If you encounter issues while downloading the Catalyst package, try uninstalling and installing:

uv pip uninstall ragaai-catalyst

uv pip install ragaai-catalyst

Observing a Workflow with NVIDIA Data Flywheel

This guide provides a step-by-step process to enable observability in a NVIDIA NeMo Agent toolkit workflow that exports runtime traces to an Elasticsearch instance that is part of the NVIDIA Data Flywheel Blueprint. The Data Flywheel Blueprint can then leverage the traces to fine-tune and evaluate smaller models which can be deployed to replace the original model to reduce latency.

The Data Flywheel integration supports LangChain/LangGraph-based workflows with nim and openai LLM providers and can be enabled with just a few lines of configuration.

Supported Framework and Provider Combinations

The Data Flywheel integration currently supports LangChain (as used in LangChain pipelines and LangGraphs) with the following LLM providers:

  • _type: openai - OpenAI provider

  • _type: nim - NVIDIA NIM provider

The integration captures LLM_START events for completions and tool calls when using these specific combinations.

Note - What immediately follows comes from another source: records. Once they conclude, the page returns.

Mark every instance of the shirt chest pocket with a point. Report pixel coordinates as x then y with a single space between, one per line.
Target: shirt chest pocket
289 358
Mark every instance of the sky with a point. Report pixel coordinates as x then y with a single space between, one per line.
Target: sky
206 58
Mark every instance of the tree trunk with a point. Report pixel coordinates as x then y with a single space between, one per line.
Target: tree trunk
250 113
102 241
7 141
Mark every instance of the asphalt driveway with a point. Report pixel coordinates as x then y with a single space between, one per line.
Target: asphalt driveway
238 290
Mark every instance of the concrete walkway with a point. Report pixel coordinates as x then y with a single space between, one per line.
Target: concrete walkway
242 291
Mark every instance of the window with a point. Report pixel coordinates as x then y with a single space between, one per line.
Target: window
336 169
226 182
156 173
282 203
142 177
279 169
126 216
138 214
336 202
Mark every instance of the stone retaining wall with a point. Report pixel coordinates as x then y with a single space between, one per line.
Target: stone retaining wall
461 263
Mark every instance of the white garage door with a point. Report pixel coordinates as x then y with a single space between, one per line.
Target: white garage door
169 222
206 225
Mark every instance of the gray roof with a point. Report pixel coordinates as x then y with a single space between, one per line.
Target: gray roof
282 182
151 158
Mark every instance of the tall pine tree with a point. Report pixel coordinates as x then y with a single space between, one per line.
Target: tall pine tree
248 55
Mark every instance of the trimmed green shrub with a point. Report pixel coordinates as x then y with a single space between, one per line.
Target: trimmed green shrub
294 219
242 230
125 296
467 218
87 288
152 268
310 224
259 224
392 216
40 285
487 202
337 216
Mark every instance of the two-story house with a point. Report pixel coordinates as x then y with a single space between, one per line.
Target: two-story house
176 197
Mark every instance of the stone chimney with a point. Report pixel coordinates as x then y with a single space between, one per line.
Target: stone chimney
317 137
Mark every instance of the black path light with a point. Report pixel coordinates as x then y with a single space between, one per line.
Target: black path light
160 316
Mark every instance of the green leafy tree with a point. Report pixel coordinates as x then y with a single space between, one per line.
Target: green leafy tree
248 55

Other framework and provider combinations are not currently supported.

Step 1: Prerequisites

Before using the Data Flywheel integration, ensure you have:

  • NVIDIA Data Flywheel Blueprint deployed and configured

  • Valid Elasticsearch credentials (username and password)

Step 2: Install the Data Flywheel Plugin

To install the Data Flywheel plugin, run the following:

uv pip install -e '.[data-flywheel]'

Step 3: Modify Workflow Configuration

Update your workflow configuration file to include the Data Flywheel telemetry settings:

general:
  telemetry:
    tracing:
      data_flywheel:
        _type: data_flywheel_elasticsearch
        client_id: my_nat_app
        index: flywheel
        endpoint: ${ELASTICSEARCH_ENDPOINT}
        username: elastic
        password: elastic
        batch_size: 10

This configuration enables exporting trace data to NVIDIA Data Flywheel via Elasticsearch.

Configuration Parameters

The Data Flywheel integration supports the following core configuration parameters:

Parameter

Description

Required

Example

client_id

Identifier for your application to distinguish traces between deployments

Yes

"my_nat_app"

index

Elasticsearch index name where traces will be stored

Yes

"flywheel"

endpoint

Elasticsearch endpoint URL

Yes

"https://elasticsearch.example.com:9200"

username

Elasticsearch username for authentication

No

"elastic"

password

Elasticsearch password for authentication

No

"elastic"

batch_size

Size of batch to accumulate before exporting

No

10

Step 4: Run Your Workflow

Run your workflow using the updated configuration file:

nat run --config_file config-data-flywheel.yml --input "Your workflow input here"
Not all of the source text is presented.